La grande confrontation moderne est la
confrontation avec le totalitarisme.
JEAN MADIRAN

 

O grande confronto moderno, como afirma Jean Madiran, na frase da epígrafe, é o confronto com o totalitarismo. O século XX esteve repleto de episódios desse confronto, com milhões de mortos, em campos de concentração, câmaras de gás, confisco de propriedade, humilhação, tortura e valas comuns, fosse em nome de um nacional socialismo ou de um socialismo internacional. Seja como for, características comumente atribuídas a ambos os movimentos são o seu flagrante autoritarismo e, o que não é menos importante, seu desrespeito às leis: regime de culto ao líder, partido único, falta de ritos de justiça, subversão das instituições, assassinatos, julgamentos na calada da noite, clandestinidade, ocultamento…

Houve, ainda, regimes autoritários no século XX, muitos dos quais nitidamente não poderiam ser qualificados como totalitários, e nesse particular a classificação de Juan Linz parece resolver a questão. Contudo, parece difundido (ainda mais em um país em que uma narrativa canhestra da história do período logrou uma prevalência que só recentemente vem sendo contestada) certo pensamento segundo o qual, embora seja verdade que nem todo o regime autoritário é totalitário, todo regime totalitário é necessária e previamente autoritário, e que, portanto, qualquer discurso que pudesse pender – por pouco que fosse – para o autoritarismo seria um prelúdio inelutável ao totalitarismo. Daí que muitas pessoas pensem ser o totalitarismo coisa do passado, ao mesmo tempo em que enxergam em coisas do passado – como um certo discurso que apela ao povo, e a atuação de uma certa bancada no Congresso Nacional – as maiores ameaças de totalitarismo. Mas serão mesmo verdadeiras ou, ao menos úteis, tais associações de idéias?

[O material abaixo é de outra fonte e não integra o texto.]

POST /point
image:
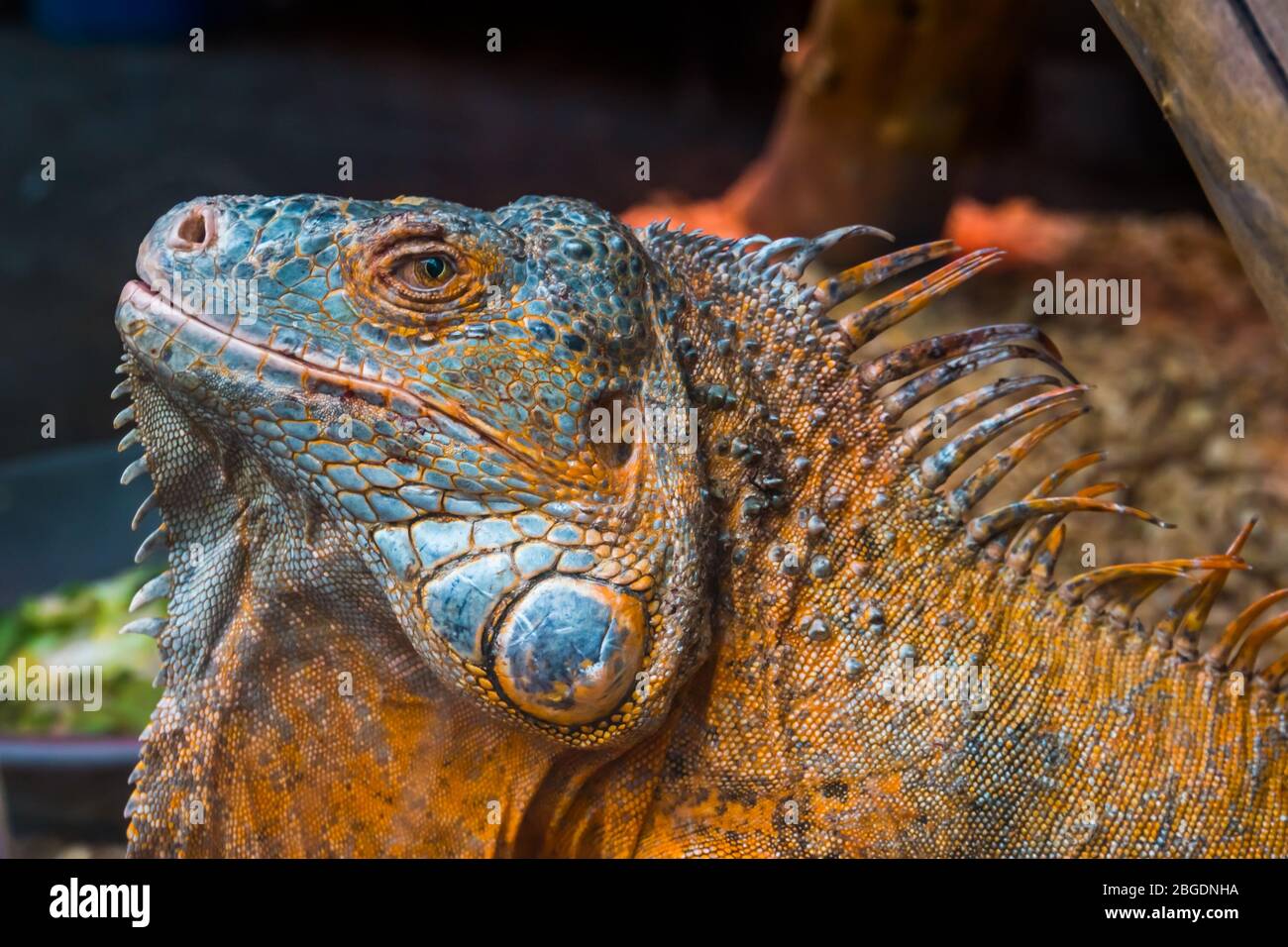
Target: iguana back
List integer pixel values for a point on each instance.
(428, 596)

Não parece que seja assim, por pelo menos duas razões. A primeira é que o totalitarismo de esquerda historicamente foi gerado a partir de um discurso libertador e emancipatório. Foi assim que, a partir do discurso de Jean-Jacques Rousseau no século XVIII, bem como do de Karl Marx no século XIX, produziram-se as carnificinas da breve, mas sangrenta, Revolução Francesa – esta, ainda ao fim do século em que foi premiado o Discurso sobre a origem da desigualdade entre os homens –, e também a da Revolução Russa – no início do século subseqüente à publicação do Manifesto Comunista. Logo, a predominância atual de discursos autointitulados “emancipatórios” nada depõe em favor de uma nova era isenta de totalitarismos; antes, pelo contrário, torna a iminência de desastre tanto mais provável quanto mais dissimulado é, no plano do discurso, o caráter francamente violento das práticas políticas revolucionárias.

A segunda razão é que as instituições do Ocidente, apesar de até há pouco tempo terem apresentado uma aparência de harmonia social, estão colapsando, e de que o ‘rule of law’ do ‘estado democrático de direito’ tem se demonstrado insuficiente para manter a sociedade dentro de limites minimamente saudáveis de entendimento mútuo e amizade política. E isso não surpreende, pois, afinal, como afirmou Solzhenitsyn acerca da democracia na América, no seu famoso discurso inaugural do ano letivo de 1978-79 na Universidade de Harvard, (Disponível aqui: http://www.americanrhetoric.com/speeches/alexandersolzhenitsynharvard.htm), logo após ter mencionado o regime soviético, em que estava ausente o ‘rule of law’: “uma sociedade sem nenhuma outra escala de valores além da legal não é, igualmente, digna do homem. Uma sociedade que é baseada na letra da lei e jamais alcança algo superior lança mão de uma vantagem muito pequena dentre aquelas possíveis ao ser humano. A letra da lei é por demais fria e formal para exercer um influxo benéfico sobre a sociedade. Onde quer que a trama da vida humana se veja tecida por relações legalísticas, cria-se uma atmosfera de mediocridade moral, paralisante dos mais nobres impulsos humanos. E será simplesmente impossível resistir às provações deste século ameaçador somente com o apoio em uma estrutura legalística. ”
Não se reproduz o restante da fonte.